A reportagem procurou as sete bancadas dos estados com alta criminalidade que não alocaram recursos para segurança pública.

O coordenador de Alagoas, deputado Paulão (PT), disse que as emendas são decididas coletivamente e tradicionalmente priorizam saúde, educação e assistência social. “Alagoas é pequeno, mas com grande contradição social”.

A deputada Coronel Fernanda (PL-MT), coordenadora de Mato Grosso, afirmou que houve negociação com o governo do estado para que as emendas fossem para a saúde, liberando recursos próprios estaduais para segurança. “Quando destino à saúde, também ajudo a segurança”, disse.

O deputado Augusto Coutinho (Republicanos-PE), da bancada de Pernambuco, afirmou que seguem prioridades do governo estadual. “Para que a gente apresente uma emenda, é natural que sejamos cobrados e demandados”, afirmou.

O coordenador da bancada de Sergipe, senador Alessandro Vieira (MDB-SE), afirmou que, em 2025, a segurança não foi o foco porque, nos anos anteriores, já houve destinação de recursos. “Há projetos na área da segurança ainda em execução. Mas eu mesmo já destinei cerca de R$ 30 milhões, declarou.

Já o deputado Robinson Faria (PL-RN), coordenador da bancada do Rio Grande do Norte, disse que nenhuma delas foi direcionada para a área de segurança pública, pois o estado enfrenta outras prioridades. “A arrecadação não é suficiente nem para cobrir as despesas com a saúde. Sem as emendas, faltam recursos para cirurgias”, afirmou.

Os coordenadores de Amazonas e Pará não responderam.

O ministério comandado por Ricardo Lewandowski também recebeu R$ 268,5 milhões em emendas individuais apresentadas por 241 deputados e senadores. Os partidos dos parlamentares que mais mandaram emenda são PL, Republicanos, PSD, PP e PT.

Entre os 97 parlamentares titulares e suplentes da Comissão de Segurança Pública da Câmara e do Senado, 50 encaminharam recursos por meio de emendas individuais.

O presidente da Comissão temática da Câmara, deputado Paulo Bilynskyj (PL-SP), afirmou que, apesar de ser uma comissão numerosa, são poucos os parlamentares realmente assíduos.

“O que a gente percebe é que a destinação de recursos não segue, necessariamente, uma lógica alinhada aos princípios que o deputado defende. Essa é mais uma das incoerências do parlamento”, apontando que a segurança pública é uma prioridade que traz benefícios diretos para toda a população.

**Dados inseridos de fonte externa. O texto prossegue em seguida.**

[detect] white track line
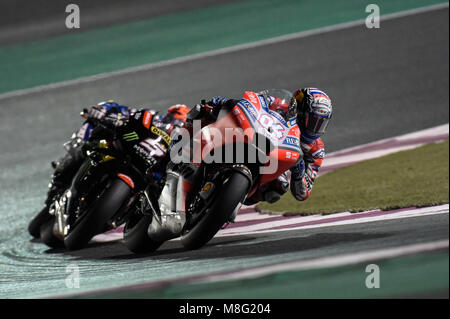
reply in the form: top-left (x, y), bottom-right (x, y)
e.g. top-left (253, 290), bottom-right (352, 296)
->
top-left (0, 2), bottom-right (449, 100)
top-left (216, 204), bottom-right (449, 237)
top-left (195, 239), bottom-right (449, 282)
top-left (322, 123), bottom-right (449, 168)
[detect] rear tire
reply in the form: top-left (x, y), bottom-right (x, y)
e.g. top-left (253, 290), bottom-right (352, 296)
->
top-left (28, 207), bottom-right (53, 238)
top-left (181, 172), bottom-right (250, 250)
top-left (64, 179), bottom-right (131, 250)
top-left (123, 215), bottom-right (163, 254)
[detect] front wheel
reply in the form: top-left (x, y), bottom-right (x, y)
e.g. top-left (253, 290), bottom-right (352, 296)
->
top-left (123, 215), bottom-right (163, 254)
top-left (181, 172), bottom-right (250, 249)
top-left (40, 218), bottom-right (64, 248)
top-left (64, 179), bottom-right (131, 250)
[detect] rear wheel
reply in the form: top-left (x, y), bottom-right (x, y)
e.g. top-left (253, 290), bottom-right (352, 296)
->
top-left (123, 214), bottom-right (163, 254)
top-left (64, 179), bottom-right (131, 250)
top-left (28, 207), bottom-right (53, 238)
top-left (181, 172), bottom-right (250, 249)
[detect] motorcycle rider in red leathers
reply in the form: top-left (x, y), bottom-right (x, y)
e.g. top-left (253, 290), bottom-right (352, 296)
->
top-left (28, 100), bottom-right (189, 238)
top-left (188, 88), bottom-right (332, 205)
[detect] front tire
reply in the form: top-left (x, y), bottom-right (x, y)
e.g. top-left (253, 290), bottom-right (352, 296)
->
top-left (64, 179), bottom-right (131, 250)
top-left (123, 215), bottom-right (163, 254)
top-left (39, 218), bottom-right (64, 248)
top-left (181, 172), bottom-right (250, 250)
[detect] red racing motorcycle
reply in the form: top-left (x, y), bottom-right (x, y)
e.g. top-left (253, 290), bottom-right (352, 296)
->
top-left (124, 89), bottom-right (303, 252)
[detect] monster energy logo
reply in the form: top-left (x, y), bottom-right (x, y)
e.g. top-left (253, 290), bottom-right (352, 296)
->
top-left (123, 132), bottom-right (139, 142)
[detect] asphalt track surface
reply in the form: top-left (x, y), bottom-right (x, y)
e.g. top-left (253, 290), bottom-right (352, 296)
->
top-left (0, 0), bottom-right (241, 47)
top-left (0, 5), bottom-right (449, 298)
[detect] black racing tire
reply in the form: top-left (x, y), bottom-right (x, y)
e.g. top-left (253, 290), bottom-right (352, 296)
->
top-left (123, 215), bottom-right (163, 254)
top-left (181, 172), bottom-right (250, 250)
top-left (39, 218), bottom-right (64, 248)
top-left (64, 179), bottom-right (131, 250)
top-left (28, 207), bottom-right (53, 238)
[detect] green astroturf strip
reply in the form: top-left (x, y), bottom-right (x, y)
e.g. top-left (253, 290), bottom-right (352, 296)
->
top-left (259, 141), bottom-right (449, 215)
top-left (0, 0), bottom-right (443, 93)
top-left (85, 250), bottom-right (449, 299)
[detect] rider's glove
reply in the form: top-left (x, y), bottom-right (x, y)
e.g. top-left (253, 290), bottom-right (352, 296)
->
top-left (88, 106), bottom-right (106, 120)
top-left (206, 96), bottom-right (229, 106)
top-left (103, 113), bottom-right (126, 127)
top-left (291, 160), bottom-right (317, 201)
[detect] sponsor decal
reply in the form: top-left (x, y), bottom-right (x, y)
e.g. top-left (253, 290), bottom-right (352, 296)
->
top-left (238, 99), bottom-right (258, 120)
top-left (248, 92), bottom-right (258, 104)
top-left (258, 94), bottom-right (268, 109)
top-left (150, 126), bottom-right (172, 145)
top-left (142, 111), bottom-right (153, 129)
top-left (283, 136), bottom-right (300, 146)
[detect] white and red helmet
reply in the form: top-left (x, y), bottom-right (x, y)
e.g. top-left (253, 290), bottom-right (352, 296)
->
top-left (294, 88), bottom-right (333, 138)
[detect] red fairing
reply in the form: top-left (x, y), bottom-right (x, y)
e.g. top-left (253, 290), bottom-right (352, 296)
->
top-left (117, 173), bottom-right (134, 189)
top-left (187, 91), bottom-right (300, 194)
top-left (301, 137), bottom-right (325, 171)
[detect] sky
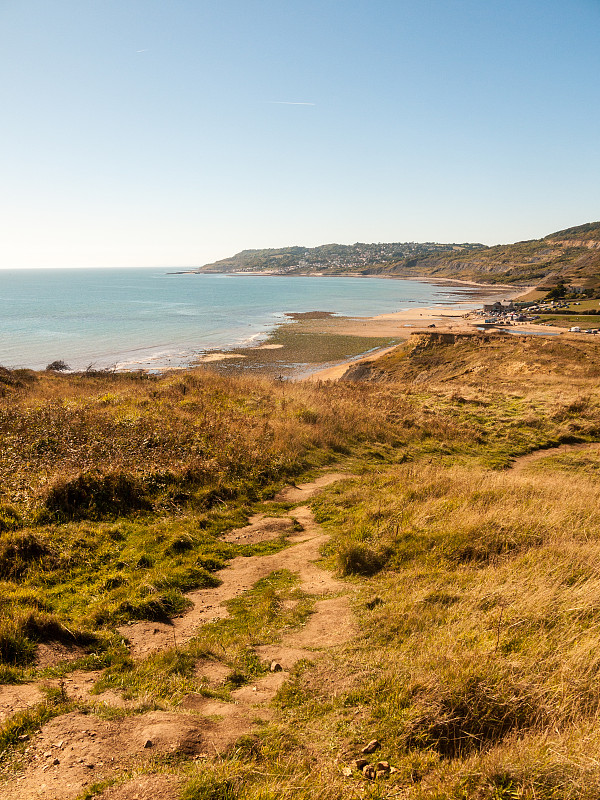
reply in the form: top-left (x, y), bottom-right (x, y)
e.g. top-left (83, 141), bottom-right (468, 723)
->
top-left (0, 0), bottom-right (600, 268)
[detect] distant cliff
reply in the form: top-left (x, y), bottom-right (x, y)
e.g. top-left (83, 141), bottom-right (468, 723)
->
top-left (199, 222), bottom-right (600, 288)
top-left (199, 242), bottom-right (484, 274)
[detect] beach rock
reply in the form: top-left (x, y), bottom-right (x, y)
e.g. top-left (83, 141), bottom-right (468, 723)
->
top-left (360, 739), bottom-right (381, 754)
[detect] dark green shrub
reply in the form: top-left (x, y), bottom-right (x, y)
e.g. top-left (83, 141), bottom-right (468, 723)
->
top-left (45, 472), bottom-right (152, 520)
top-left (338, 542), bottom-right (389, 577)
top-left (0, 533), bottom-right (50, 580)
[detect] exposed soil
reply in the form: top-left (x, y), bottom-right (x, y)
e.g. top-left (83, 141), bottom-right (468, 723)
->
top-left (222, 514), bottom-right (294, 544)
top-left (0, 473), bottom-right (356, 800)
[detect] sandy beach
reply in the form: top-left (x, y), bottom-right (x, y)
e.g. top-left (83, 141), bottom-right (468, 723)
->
top-left (199, 282), bottom-right (564, 382)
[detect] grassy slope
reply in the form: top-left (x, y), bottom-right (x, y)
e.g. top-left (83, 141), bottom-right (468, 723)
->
top-left (382, 222), bottom-right (600, 289)
top-left (0, 335), bottom-right (600, 800)
top-left (196, 222), bottom-right (600, 289)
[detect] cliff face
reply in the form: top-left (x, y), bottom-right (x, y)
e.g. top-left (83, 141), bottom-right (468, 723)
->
top-left (380, 222), bottom-right (600, 288)
top-left (199, 222), bottom-right (600, 289)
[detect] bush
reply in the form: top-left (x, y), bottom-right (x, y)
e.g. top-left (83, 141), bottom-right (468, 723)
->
top-left (44, 472), bottom-right (152, 520)
top-left (338, 542), bottom-right (390, 577)
top-left (0, 528), bottom-right (50, 580)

Já o senador Sergio Moro (União -PR), vice-presidente da Comissão de Segurança Pública do Senado, afirmou que não conhece em detalhes a atuação dos demais parlamentares, mas ressaltou que destina recursos para a área.

O secretário de Assuntos Legislativos do Ministério da Justiça, Marivaldo Pereira, afirmou que as emendas parlamentares são hoje uma das principais fontes de financiamento de políticas públicas. Ele destacou que o ministro Lewandowski tem ressaltado a importância desses recursos diante dos cortes no Fundo Nacional de Segurança Pública e no Fundo Penitenciário.

“É fundamental que os parlamentares transformem essa preocupação em medidas concretas para fortalecer a segurança pública”, disse.

A maior parte dos recursos indicados por emendas é direcionada o fortalecimento de suas forças de segurança, principalmente com a aquisição de viaturas e armamentos.

Felippe Angeli, coordenador de Advocacy do Justa, criticou a forma como os recursos têm sido aplicados na área, apontando que, embora os estados cheguem a gastar até 10% do orçamento próprio com as polícias, nem sempre esse investimento se traduz em resultados efetivos.

“A impressão que temos é que a maior parte dos investimentos repete o mesmo padrão: ostensividade, armamento e viaturas. Crimes de alta complexidade demandam outros tipos de investimentos, que ainda não estão acontecendo”.